SRD5A2 Gene Polymorphisms and the Risk of Benign Prostatic Hyperplasia but not Prostate Cancer

  • Published : 2015.03.04


Background: Testosterone, a primary androgen in males, is converted into its most active form, dihydrotestosterone (DHT), by $5{\alpha}$-reductase type 2 (encoded by the SRD5A2 gene) in the prostate. DHT is necessary for prostatic growth and has five times higher binding affinity than testosterone for androgen receptors. We hypothesized that polymorphic variations in the SRD5A2 gene may affect the risk of benign prostatic hyperplasia and prostate cancer. Materials and Methods: We analyzed SRD5A2 gene polymorphisms in 217 BPH patients, 192 PCa cases, and 171 controls. Genotyping was undertaken using direct DNA sequencing.
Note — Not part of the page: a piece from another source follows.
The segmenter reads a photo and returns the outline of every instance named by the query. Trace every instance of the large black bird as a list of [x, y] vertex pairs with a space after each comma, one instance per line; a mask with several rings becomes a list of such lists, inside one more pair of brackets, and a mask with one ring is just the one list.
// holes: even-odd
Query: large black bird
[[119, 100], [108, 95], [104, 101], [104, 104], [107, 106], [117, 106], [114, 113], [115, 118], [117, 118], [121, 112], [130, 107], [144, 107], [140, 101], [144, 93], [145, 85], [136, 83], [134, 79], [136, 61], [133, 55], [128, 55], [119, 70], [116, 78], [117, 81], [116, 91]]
Genotype data were compared between cases and controls using a Chi square statistical tool. Results: We found that the A49T locus was monomorphic with 'AA' genotype in all subjects. At V89L locus, the presence of 'VV' showed a marginally significant correlation with increased BPH risk (p=0.047). At the $(TA)_n$ locus, longer TA repeats were found to be protective against BPH (p=0.003). However, neither of these polymoprhisms correlated with the risk of PCa. Conclusions: We conclude that A49T is monomorphic in the study population, VV marginally correlates with BPH risk, and longer $(TA)_n$ repeats are protective against BPH. None of these polymorphisms affect the risk of PCa.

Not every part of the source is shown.